Pioneer Status: They were the first to translate gene-editing tools into potentially life-saving therapies and invented the allogeneic (universal donor) approach.
Scalability Advantage: Their allogeneic approach, which uses healthy donor cells, is the key to solving the manufacturing and cost issues that plague the current autologous market, where treatments cost over $400,000 per patient.
Pipeline Differentiation: The pipeline focuses on difficult-to-treat hematological malignancies (lasme-cel, eti-cel) and is actively expanding into solid tumors and in vivo gene editing, which is a major growth area.
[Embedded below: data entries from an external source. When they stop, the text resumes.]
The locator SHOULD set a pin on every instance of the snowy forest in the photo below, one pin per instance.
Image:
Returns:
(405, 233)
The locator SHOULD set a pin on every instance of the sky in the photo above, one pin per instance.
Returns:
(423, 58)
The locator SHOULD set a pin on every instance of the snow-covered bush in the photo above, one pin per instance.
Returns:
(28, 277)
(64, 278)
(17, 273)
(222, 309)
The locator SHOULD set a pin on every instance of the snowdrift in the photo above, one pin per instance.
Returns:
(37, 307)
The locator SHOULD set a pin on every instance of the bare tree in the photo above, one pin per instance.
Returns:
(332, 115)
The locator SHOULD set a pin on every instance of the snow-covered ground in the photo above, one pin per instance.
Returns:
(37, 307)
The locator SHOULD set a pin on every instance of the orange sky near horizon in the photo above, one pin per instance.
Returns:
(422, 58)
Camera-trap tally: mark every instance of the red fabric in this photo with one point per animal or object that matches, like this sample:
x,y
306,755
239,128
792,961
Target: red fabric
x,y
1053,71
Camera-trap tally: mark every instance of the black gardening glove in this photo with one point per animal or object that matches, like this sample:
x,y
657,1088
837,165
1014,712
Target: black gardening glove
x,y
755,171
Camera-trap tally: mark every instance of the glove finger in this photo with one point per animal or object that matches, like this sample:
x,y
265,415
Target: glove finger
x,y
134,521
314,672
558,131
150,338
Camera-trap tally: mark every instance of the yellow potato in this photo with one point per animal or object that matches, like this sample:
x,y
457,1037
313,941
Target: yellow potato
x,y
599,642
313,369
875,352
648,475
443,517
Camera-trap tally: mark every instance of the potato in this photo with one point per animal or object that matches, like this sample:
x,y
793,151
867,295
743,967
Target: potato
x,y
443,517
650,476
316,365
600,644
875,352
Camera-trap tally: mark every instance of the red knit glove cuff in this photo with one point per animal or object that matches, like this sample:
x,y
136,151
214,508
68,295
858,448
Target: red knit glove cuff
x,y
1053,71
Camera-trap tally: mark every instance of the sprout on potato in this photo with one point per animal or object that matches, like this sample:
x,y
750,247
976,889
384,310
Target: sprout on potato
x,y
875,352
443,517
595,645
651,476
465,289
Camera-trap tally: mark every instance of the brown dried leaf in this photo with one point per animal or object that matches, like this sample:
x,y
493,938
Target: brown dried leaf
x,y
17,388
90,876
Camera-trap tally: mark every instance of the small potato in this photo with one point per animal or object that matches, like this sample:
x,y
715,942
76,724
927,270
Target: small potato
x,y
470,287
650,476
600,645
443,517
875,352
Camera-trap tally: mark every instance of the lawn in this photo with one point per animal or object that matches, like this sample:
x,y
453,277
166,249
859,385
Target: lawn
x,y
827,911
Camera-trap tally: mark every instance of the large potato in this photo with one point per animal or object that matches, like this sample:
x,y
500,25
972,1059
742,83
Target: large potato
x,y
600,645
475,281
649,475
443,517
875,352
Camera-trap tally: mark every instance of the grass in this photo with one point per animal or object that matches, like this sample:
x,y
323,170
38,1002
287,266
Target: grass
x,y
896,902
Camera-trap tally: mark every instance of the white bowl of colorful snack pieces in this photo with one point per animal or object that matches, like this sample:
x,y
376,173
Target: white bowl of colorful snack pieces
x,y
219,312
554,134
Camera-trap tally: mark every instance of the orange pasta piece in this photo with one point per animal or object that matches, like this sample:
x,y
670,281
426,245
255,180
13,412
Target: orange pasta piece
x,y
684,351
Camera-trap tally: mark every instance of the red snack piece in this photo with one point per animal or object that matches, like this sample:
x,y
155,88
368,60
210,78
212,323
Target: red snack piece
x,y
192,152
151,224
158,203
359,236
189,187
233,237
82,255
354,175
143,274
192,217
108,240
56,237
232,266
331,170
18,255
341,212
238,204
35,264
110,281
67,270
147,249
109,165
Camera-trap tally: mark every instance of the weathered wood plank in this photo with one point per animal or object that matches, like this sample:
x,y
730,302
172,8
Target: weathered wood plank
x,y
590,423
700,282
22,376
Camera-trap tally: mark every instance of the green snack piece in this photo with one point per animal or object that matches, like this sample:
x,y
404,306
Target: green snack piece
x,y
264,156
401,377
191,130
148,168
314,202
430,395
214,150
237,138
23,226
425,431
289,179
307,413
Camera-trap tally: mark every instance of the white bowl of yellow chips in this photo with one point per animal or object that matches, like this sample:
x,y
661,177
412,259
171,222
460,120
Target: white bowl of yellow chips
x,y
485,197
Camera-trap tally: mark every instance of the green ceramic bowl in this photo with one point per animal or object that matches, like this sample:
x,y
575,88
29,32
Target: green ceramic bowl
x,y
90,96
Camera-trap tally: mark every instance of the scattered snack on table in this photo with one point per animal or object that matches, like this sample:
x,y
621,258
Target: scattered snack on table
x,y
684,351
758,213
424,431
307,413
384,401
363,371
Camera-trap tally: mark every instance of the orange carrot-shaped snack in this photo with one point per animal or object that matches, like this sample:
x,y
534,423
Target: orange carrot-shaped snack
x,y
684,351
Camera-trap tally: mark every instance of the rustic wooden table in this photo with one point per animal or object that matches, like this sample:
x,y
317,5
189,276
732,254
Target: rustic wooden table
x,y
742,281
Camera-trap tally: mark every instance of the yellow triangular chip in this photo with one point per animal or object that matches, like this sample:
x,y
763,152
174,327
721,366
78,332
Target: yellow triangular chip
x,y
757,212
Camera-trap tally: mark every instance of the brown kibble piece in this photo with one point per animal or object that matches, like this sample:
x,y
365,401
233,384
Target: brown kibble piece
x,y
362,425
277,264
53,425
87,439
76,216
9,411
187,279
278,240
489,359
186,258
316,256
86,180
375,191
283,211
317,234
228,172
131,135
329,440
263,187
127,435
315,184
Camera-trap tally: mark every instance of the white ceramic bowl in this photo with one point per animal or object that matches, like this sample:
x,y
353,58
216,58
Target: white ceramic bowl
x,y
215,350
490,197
You can read more about their core strategy here: Mission Statement, Vision, & Core Values of Cellectis S.A. (CLLS).
Financial Leverage: The AstraZeneca collaboration provides non-dilutive capital and validation, helping fund their high research and development expenses, which totaled $69.1 million for the first nine months of 2025.
The company is defintely a high-risk, high-reward bet on the shift from personalized cell therapy to an industrial, off-the-shelf model. If lasme-cel succeeds in its pivotal trial, the market will re-rate the company not on its current revenue, but on its projected peak sales potential of up to $700 million in its first indication alone.